Wojska Polskiego. Pierwszy etap chcą jak najszybciej oddać do ruchu
Na dobre rozpoczęła się modernizacja ul. Wojska Polskiego. Na pierwszy ogień poszedł odcinek od granicy do ul. Bałtyckiej. Wykonawca zapewnia, że bardzo mu się spieszy przywrócić ruch na tym fragmencie.
- To najtrudniejszy odcinek na całej inwestycji, bo nie ma gdzie puścić objazdów dla kierowców. Dlatego chcemy jak najszybciej przebudować ten fragment i przywrócić na nim ruch. Na pewno ruch zostanie przywrócony tutaj jeszcze w tym roku – zapewnia Waldemar Tomaszewski, kierownik budowy.

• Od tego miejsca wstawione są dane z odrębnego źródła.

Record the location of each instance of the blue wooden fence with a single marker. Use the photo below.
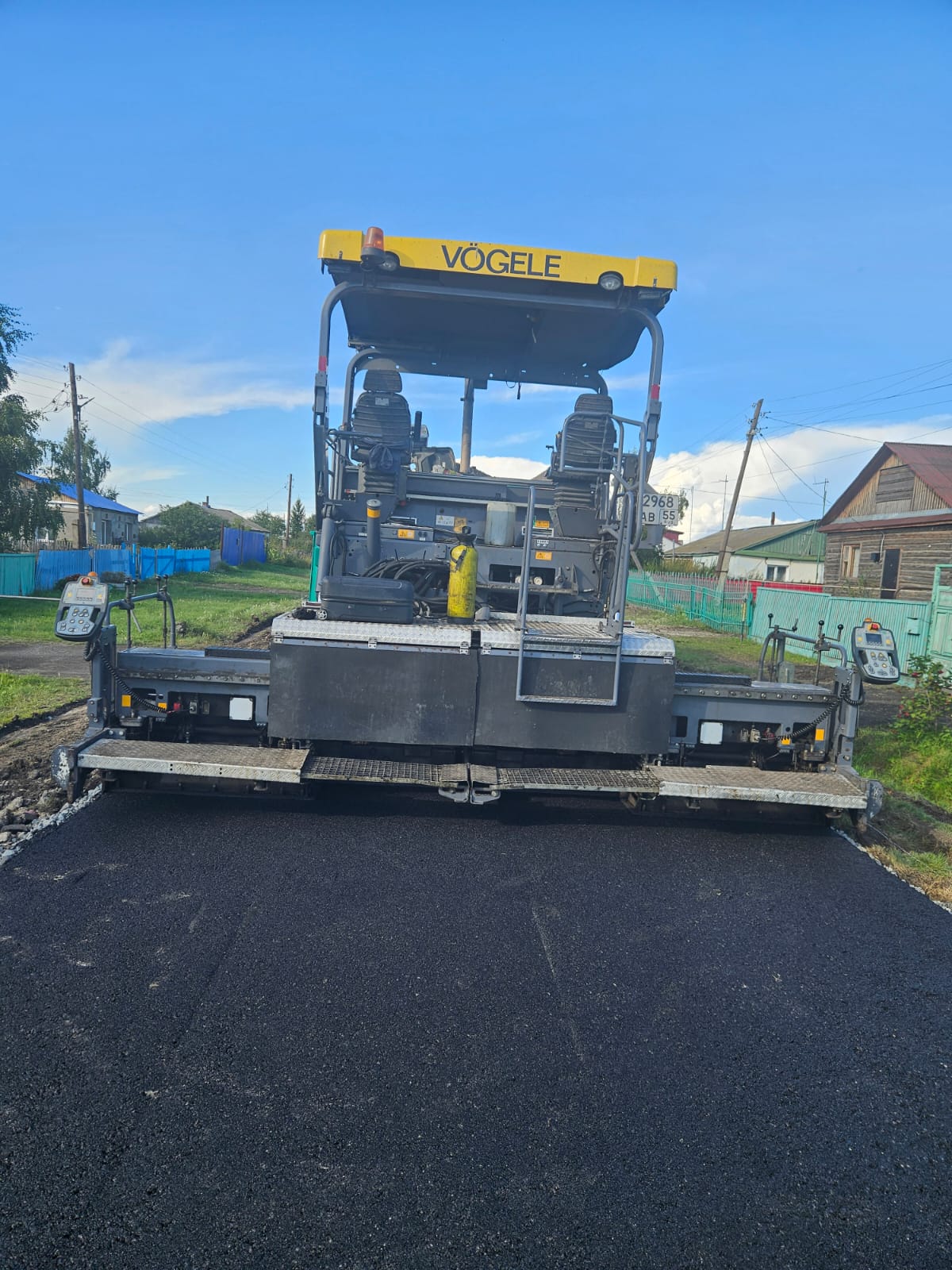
(54, 567)
(243, 546)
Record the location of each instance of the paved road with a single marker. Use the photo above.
(539, 1035)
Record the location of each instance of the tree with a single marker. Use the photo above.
(298, 518)
(61, 464)
(23, 511)
(270, 522)
(183, 526)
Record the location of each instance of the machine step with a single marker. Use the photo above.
(211, 762)
(755, 785)
(592, 780)
(385, 772)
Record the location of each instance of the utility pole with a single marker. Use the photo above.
(78, 461)
(723, 558)
(819, 537)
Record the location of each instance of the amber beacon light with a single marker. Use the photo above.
(372, 249)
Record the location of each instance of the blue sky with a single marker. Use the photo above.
(171, 168)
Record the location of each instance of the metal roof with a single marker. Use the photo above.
(931, 464)
(740, 540)
(89, 497)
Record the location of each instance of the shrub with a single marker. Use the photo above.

Fragment od granicy z Niemcami do skrzyżowania z ul. Bałtycką zamknięty został we wtorek 2 października. Drogowcy wcześniej przygotowali tymczasową jezdnię z płyt betonowych, która została usytuowana po lewej stronie drogi głównej (jadąc z centrum w kierunku granicy). To na nią przeniesiono ruch. Odbywa się on wahadłowo. Co dwie minuty wyświetla się zielone światło dla każdego z kierunków jazdy. Korki są na tyle duże, że trudno się załapać na przejazd w jednym cyklu.
- Rozpoczęliśmy rozbiórkę starej jezdni. W tym miejscu zbudujemy nową. Z porządną podbudową, bo takiej teraz nie ma, oraz dwoma warstwami asfaltu. Bez ostatniej warstwy, która ma być położona w ostatniej fazie przebudowy na całej długości jezdni. Potem przeniesiemy roboty na kolejny fragment ulicy – zapowiada Tomaszewski.
Kostka granitowa, którą do tej pory była wyłożona u. Wojska Polskiego zostanie wykorzystana do wybudowania trzech parkingów, które są objęte kontraktem przebudowy ul. Wojska Polskiego.